Musée du Bouchardais :
Ce musée des arts et traditions locales a été installé dans l’ancienne gare de la ligne ferroviaire Port-Boulet/Port-de-Piles, à proximité du prieuré Saint-Léonard. Outre les collections permanentes, il abrite chaque année une exposition. Il est ouvert du 30 juin au 2 septembre, de 15h. à 18h.
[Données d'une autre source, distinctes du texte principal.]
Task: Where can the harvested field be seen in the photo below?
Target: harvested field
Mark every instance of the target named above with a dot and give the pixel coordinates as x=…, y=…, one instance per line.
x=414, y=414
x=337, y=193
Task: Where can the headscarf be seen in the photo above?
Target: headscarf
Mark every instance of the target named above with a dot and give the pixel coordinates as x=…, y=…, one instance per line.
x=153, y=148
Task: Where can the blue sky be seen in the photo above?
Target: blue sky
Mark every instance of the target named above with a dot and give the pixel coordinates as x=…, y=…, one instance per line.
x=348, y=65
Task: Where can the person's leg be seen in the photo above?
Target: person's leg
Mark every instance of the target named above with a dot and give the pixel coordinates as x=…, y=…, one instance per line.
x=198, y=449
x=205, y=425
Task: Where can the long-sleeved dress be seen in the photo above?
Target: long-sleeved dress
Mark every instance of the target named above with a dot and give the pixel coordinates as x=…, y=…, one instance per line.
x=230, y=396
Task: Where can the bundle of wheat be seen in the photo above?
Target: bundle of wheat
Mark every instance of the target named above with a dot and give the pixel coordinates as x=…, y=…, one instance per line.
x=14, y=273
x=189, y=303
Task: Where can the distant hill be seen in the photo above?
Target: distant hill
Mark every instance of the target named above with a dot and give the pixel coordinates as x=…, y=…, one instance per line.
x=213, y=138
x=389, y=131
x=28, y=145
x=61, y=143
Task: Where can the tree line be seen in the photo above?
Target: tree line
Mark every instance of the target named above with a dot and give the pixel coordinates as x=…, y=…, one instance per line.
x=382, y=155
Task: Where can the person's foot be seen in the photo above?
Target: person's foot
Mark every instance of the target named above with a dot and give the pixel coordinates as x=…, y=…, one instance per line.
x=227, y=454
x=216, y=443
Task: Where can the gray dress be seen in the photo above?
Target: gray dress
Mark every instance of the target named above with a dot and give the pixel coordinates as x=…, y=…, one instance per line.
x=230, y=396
Tél. 02 47 95 60 06. Site : http://www.museedubouchardais.fr
Un pigeonnier-porche muré avec un toit à lanternon à deux niveaux octogonaux en ardoises peut être vu à l’entrée de la rue d’Alger, près de la piscine.
À voir rive droite
Église Saint-Gilles :
Un prieuré, dépendant de l’abbaye de Noyers, fut édifié au 11ème siècle à l’initiative de Bouchard III (voir Histoire) et il reste, au nord de l’église actuelle, l’église primitive avec la porte dite porte Jeanne d’arc, près de laquelle se trouvait la pierre d’attente des morts ; l’église actuelle, avec sa porte en plein cintre, à trois voussures décorées de roses, de pommes de pin et de palmette, fut construite au 12ème siècle et modifiée au 15ème siècle puis restaurée en 1880. Sur le mur extérieur du chevet une inscription inachevée indique : « le pénultième jour de mars mil Dc XIIII avant Pasques fut par vénérable … ».
Le chœur est surmonté d’un vitrail de la famille Lobin représentant des épisodes de la vie de Saint Gilles ; au nord (à gauche) se trouve la chapelle dite des Apparitions avec les statues de la Vierge et de l’ange Gabriel, qui seraient apparus à plusieurs reprises, en décembre 1947, à quatre petites filles de la commune : Jacqueline Aubry (1935/2016), Jeannette Aubry (1940/2011), Nicole Robin (1937/2018) et Laura Croizon (1939/1999) ; à droite du chœur, là où chante la chorale, on peut voir (difficilement) des restes d’une peinture murale représentant Saint Christophe et, à 1m.16, la marque de la crue de 1792.
Moulin de Fausset :
Derrière l’église Saint-Gilles un petit pont de bois sur la Manse permet de voir l’ancien moulin de Fausset, qui a conservé son écluse et sa roue à aubes.
Vestiges anciens :
Plusieurs maisons du 16ème siècle existent dans cette commune ; on peut notamment en voir deux : au n°31 de la rue de la Liberté et au n° 37 de la rue Gambetta.
On peut aussi voir, rue Lafayette, un ancien bénitier creusé dans la pierre.
Un pigeonnier carré se trouve dans la rue de la Garnauderie, qui longe la Vienne.